In retrospect, the question arises whether and what has happened at the legal and regulatory level after the aforementioned revelations. This blog post sheds light on the impact of the Panama Papers. For this purpose, we will take a closer look at regulatory developments before and after the revelations of the Panama Leaks in order to be able to draw conclusions about their influence.
What problems were revealed by the Panama Papers?
The Panama Papers data leak was published in April 2016. It revealed that complex ownership structures were used to conceal criminal activities and evade tax obligations. The documents showed that transparency regarding the actual beneficial owner of certain legal entities needs to be improved and that a closer international cooperation is needed as well. At the same time, pressure was put on governments and judicial authorities to tackle the culprits – and there were calls for stricter regulatory requirements worldwide. Some of the politically exposed persons (PEPs) named in the documents had already been on international lists or had previously appeared as "special interest persons".
Through the analysis of the leaks, more than 38.4 million euros in back taxes were collected in Germany alone, and a further 19 million euros through criminal prosecutions.[1]
Regulatory developments prior to the publication of the Panama Leaks
Even before the publication of the Panama Papers, the EU Commission saw the need for more transparency with regard to the ownership of legal entities. Therefore, the 4th Anti-Money Laundering Directive[2] (4th AMLD), which entered into force in June 2015, included a comprehensive framework for the collection, storage and access to information on the beneficial owners of companies, trusts and other forms of enterprise. Member states were required to establish national registers of beneficial owners in order to make certain ownership relationships more transparent.3
Germany's reaction to the Panama Leaks
At the time of the publication of the Panama Leaks, the transposition deadline of the 4th AML Directive had not yet expired. Under pressure from the revelations, the German government presented a 10-point paper. The most far-reaching proposal contained therein was the demand for the implementation of globally networked registers that would keep the names of the persons who are actually behind the companies and profit from their earnings. This approach had already been agreed upon with the 4th AML Directive of the EU but not yet transposed into national law in Germany.

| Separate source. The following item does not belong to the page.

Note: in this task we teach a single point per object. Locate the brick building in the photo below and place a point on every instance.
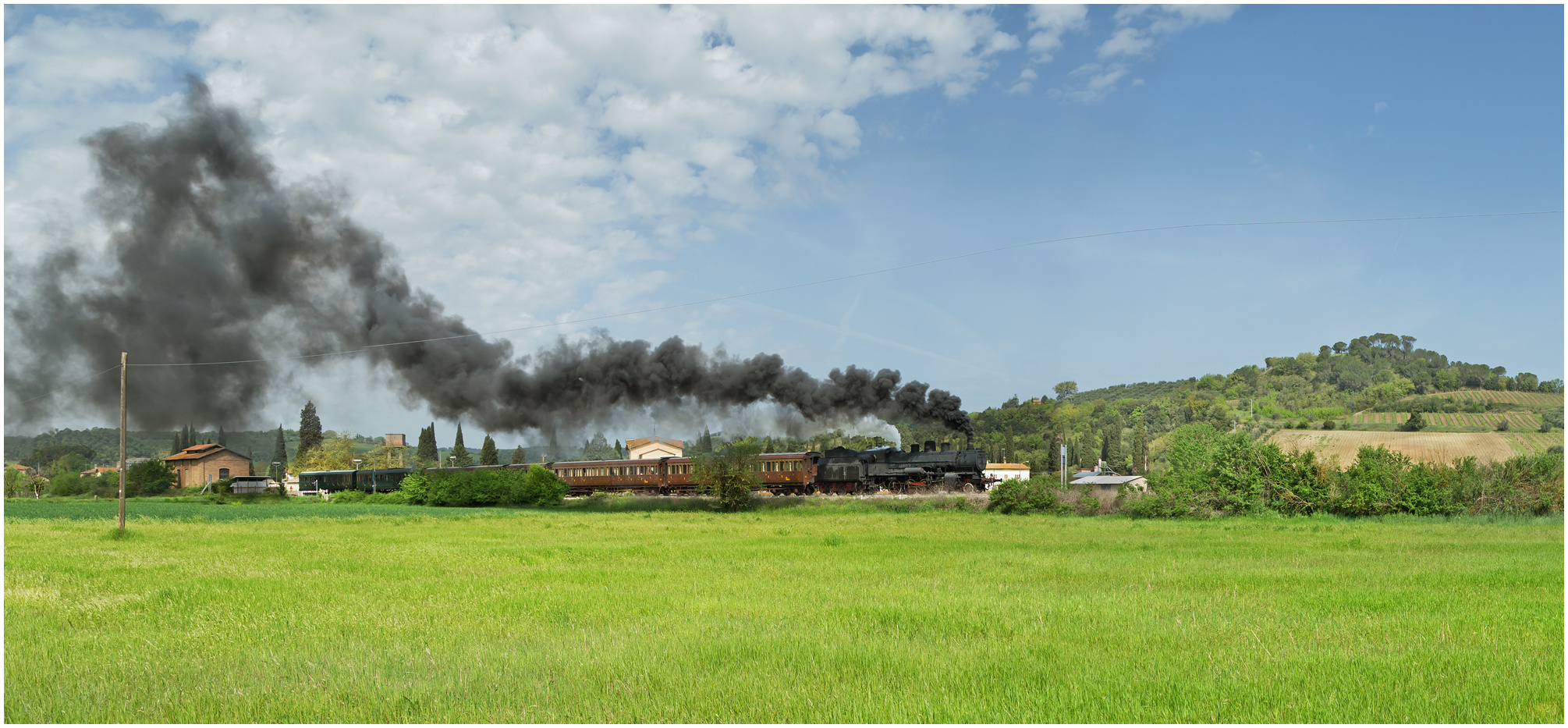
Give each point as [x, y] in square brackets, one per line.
[200, 465]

In fact, the implementation of publicly accessible registers at EU level was not initially advocated from a German perspective. [3]
A new approach in the 10-point paper was the push to network these registers as much as possible and to make the information available to tax authorities and specialised journalists. Another demand related to the exchange of tax information between states. However, this idea was not entirely new, as the OECD had already been working on this topic for some time. An innovative proposal within the framework of the 10-point plan was the tightening of the statute of limitations for tax offences. The limitation period should only begin to run once a taxpayer has fulfilled their information obligations.
The result of the proposed action plan was sobering. The Tax Justice Network (TJN) published a review in April 2017, in which it became clear that only one proposal (statute of limitations for tax offences) of the ten points had been fully implemented. It criticised the suitability of the proposals to achieve significant success in the fight against money laundering, institutional corruption or letterbox companies. [4]
Introduction of the German legislation to combat tax avoidance
One consequence of the publication of the Panama Leaks was the introduction of the law on combating tax avoidance (Steuerumgehungsbekämpfungsgesetz - StUmgBG), which was passed in June 2017.[5] This was preceded by a discussion on the avoidance of taxation by means of the establishment and use of domiciliary companies (so-called letterbox companies), most of which are located abroad. Some of the amendments contained therein were due to ECJ case law/EU Commission.[6] In order to determine the taxable events, extended obligations to cooperate were introduced both for the taxpayers themselves and for third parties (banks). The new investigative powers of the tax authorities should make it easier to identify domiciliary companies in the future. The law should also have a preventive effect due to an increased risk of detection.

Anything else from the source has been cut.